Ein 20 Jahre alter Somalier steht derzeit in der Wünsdorfer Erstaufnahmeeinrichtung für Flüchtlinge unter besonderer Beobachtung. Gegen den Asylbewerber laufen verschiedene Ermittlungsverfahren, darunter wegen Körperverletzung und versuchter Vergewaltigung. Das brandenburgische Innenministerium bestätigt den Fall.

Im März 2015 war der Mann als minderjähriger Flüchtling nach Deutschland eingereist und hatte Asyl beantragt. Seitdem war er in mehreren Gemeinschaftsunterkünften untergebracht, wo er zahlreiche Straftaten beging. Im Oktober 2017 bedrohte er in Doberlug-Kirchhain stark alkoholisiert Mitbewohner mit dem Messer und beleidigte Sicherheitsleute und eine DRK-Mitarbeiterin, die sich ihm in den Weg stellten.

Mehrere Monate abgetaucht

Nach dem Vorfall tauchte er für mehrere Monate ab und meldete sich im Mai dieses Jahres in der Erstaufnahmeeinrichtung in Eisenhüttenstadt. Am 28. Mai versuchte er, eine DRK-Mitarbeiterin zu vergewaltigen. Wachleute konnten den Mann von seiner Tat abhalten. Kurz darauf verletzte er eine Reinigungskraft.

Nach dem Vorfall wurde der Mann in die Erstaufnahmeeinrichtung nach Wünsdorf verlegt, wo er rund um die Uhr beobachtet wird. „Wir haben mehr als zwei Augen auf ihn“, sagt Ingo Decker, der Sprecher des Brandenburger Innenministeriums. Mehrere Wachschutzmitarbeiter beobachteten den Mann permanent, auch die Polizeiinspektion Teltow-Fläming habe einen Hinweis erhalten und stehe in ständigem Kontakt mit der Einrichtung.

Staatsanwaltschaft sieht keinen Anlass für Untersuchungshaft

Anlass für eine Untersuchungshaft gibt es laut Staatsanwaltschaft Frankfurt (Oder) nicht. Die Behörde hatte verfügt, den Mann nach der versuchten Vergewaltigung aus der Haft zu entlassen. „Es gibt keinen dringenden Tatverdacht für eine versuchte Vergewaltigung“, sagt Staatsanwalt Ingo Kechichian. Es gebe Hinweise, dass der Mann kurz vorher von einer Vergewaltigung abgelassen hat. „Wir prüfen derzeit, ob ein sexueller Übergriff in Betracht kommt“, sagt Kechichian. Die Ermittlungen seien jedoch noch nicht abgeschlossen, da die Polizei noch nicht alle Zeugen gehört hat.

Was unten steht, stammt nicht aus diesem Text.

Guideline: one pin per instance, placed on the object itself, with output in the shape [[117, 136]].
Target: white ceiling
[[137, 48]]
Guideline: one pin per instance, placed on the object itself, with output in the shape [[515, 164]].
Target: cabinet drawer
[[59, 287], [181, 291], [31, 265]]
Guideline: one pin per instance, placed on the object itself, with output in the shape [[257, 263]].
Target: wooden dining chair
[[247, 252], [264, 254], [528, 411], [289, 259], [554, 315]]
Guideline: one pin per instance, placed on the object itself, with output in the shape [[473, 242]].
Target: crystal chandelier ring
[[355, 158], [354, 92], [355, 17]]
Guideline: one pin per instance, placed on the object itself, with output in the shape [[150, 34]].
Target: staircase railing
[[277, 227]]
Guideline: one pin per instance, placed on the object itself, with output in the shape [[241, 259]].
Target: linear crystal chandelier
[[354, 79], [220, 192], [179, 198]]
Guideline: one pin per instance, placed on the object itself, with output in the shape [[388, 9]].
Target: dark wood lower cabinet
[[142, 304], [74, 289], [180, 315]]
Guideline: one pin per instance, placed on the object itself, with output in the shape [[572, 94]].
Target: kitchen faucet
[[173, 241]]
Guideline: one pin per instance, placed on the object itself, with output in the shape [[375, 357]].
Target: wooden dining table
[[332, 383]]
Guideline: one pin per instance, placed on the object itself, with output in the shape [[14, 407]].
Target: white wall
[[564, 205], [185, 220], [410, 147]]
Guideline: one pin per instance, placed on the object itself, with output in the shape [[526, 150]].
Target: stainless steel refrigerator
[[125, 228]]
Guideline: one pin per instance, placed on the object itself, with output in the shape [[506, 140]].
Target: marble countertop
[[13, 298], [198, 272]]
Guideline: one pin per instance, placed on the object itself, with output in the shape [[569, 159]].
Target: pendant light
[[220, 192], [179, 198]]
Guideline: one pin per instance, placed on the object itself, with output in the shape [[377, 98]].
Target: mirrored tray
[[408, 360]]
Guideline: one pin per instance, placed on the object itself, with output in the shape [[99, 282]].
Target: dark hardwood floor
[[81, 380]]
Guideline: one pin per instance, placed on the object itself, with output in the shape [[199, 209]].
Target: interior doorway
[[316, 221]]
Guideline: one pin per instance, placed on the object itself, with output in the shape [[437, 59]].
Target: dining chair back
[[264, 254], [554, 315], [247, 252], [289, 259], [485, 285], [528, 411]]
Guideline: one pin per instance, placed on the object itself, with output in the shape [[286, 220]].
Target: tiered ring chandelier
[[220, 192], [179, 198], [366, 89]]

Der Somalier hat in seiner Zeit in Deutschland eine beachtliche Strafakte angehäuft: Körperverletzung, Diebstahl, Verstoß gegen das Betäubungsmittelgesetz, Schwarzfahren, Hausfriedensbruch. Der Fall ist offenbar so brisant, dass der Innenminister persönlich eingeweiht ist, heißt es aus dem Ministerium.

BAMF hat Asylantrag zweimal abgelehnt

Eine Abschiebung gestaltet sich schwierig. Bereits zwei Mal hatte der Somalier Antrag auf Asyl gestellt – beide Male erfolglos. Ein dritter Antrag liegt derzeit beim Bundesamt für Migration und Flüchtlinge (BAMF), das ein Abschiebeverbot verhängt hat. Dieses Verbot hatte die zentrale Ausländerbehörde des Landes versucht zu widerrufen.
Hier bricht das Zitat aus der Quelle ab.